Tuesday 22 April 2014

RIP David Moyes

Just like one of those old cowboy stories where the hero knows from the circling vultures up ahead that something bad has happened - the homestead sacked, the stagecoach waylaid - we the public have been able to tell from the sententiously regretful newspaper articles about the Manchester United manager's debut season that something bad was going on behind the scenes at Old Trafford.  And now we have ridden around a bend in the draw to find the denouement laid out before us -  yesterday David Moyes was "to be sacked"; today the tense has changed to "has been". The owners announced it on Twitter.

So United turn out to be just like any other club. The illusion fostered during the long years of Fergie's success that Man U were somehow different - the trope that the boardroom had stuck with the irascible Glaswegian during three years of mediocrity, had reaped the benefits of that stability and were going to pursue the same policy with the new man - is now gone. As is glassy-eyed Fergie Lite. Now United are going to be scrabbling around for someone with the Midas touch just like everyone else. How Jose Mourinho must be laughing this morning.

Whose fault is all this?  Not much of it is David Moyes'. He inherited a squad whose young players (many of them fostered by Ferguson) weren't good enough, and whose good players were getting too old. Rio Ferdinand is so slow now that Moyes himself could probably run faster. The fear that used to inhibit opponents and referees went when Ferguson did. There have been perhaps more injuries than usual. Some players haven't stepped up, which is unprofessional and an insult to the fans.

None of these things could be laid at Moyes' door.

There have no doubt been individual decisions Moyes got wrong, although no-one will ever be able to prove that. The summer failures in the transfer window might be partly to do with him, although surely the board must take some responsibility for failing to spend big when it was so evidently needed.  But that's been true for several years now.

Which brings us to the Glazers. The Americans borrowed massively against the security of the club in order to buy it, and have transformed it from one with negligible debt to one massively in hock to the banks. It beggars belief that that change in ownership had no effect on United's ability to buy world beating new stars.

Actually David Moyes inherited a club that desperately needed an infusion of new talent. That's the fault of its owners.  The same people who sacked the manager this morning.  As I was saying, that's the vultures you can hear Twittering.
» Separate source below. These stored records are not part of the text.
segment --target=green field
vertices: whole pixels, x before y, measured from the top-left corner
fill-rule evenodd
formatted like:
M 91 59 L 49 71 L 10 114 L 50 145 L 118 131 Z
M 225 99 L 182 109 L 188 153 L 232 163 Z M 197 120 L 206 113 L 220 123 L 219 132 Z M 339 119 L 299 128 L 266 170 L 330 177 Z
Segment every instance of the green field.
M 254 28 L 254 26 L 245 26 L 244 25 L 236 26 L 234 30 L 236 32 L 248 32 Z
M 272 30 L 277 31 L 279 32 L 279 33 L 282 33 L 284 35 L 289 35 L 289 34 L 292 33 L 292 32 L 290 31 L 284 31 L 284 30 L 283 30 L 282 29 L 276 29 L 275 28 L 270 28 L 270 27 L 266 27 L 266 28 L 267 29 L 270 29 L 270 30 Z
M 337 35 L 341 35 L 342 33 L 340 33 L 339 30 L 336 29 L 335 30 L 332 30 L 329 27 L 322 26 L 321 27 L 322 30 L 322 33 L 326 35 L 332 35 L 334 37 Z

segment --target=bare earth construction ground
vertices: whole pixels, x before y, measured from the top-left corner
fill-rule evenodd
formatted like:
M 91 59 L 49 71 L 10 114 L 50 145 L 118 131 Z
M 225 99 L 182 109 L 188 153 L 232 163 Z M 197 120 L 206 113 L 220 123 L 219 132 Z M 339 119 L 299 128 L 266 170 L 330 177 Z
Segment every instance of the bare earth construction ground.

PS - As for the much-hyped managerial credentials of the journalists' darling Ryan Giggs, I would bet a hefty sum that when he turns to management he'll be as rubbish as so many other former stars.  Giggs strikes me as a bit thick, which won't help, but doesn't preclude success in the dugout.  No, the reason I think he'll fail is for the simple statistical fact that most people do.  Individuals like David Moyes, humiliated as he now is, are exceptional in being able to do the job at all.  People like Mourinho and Ferguson are rare as hen's teeth.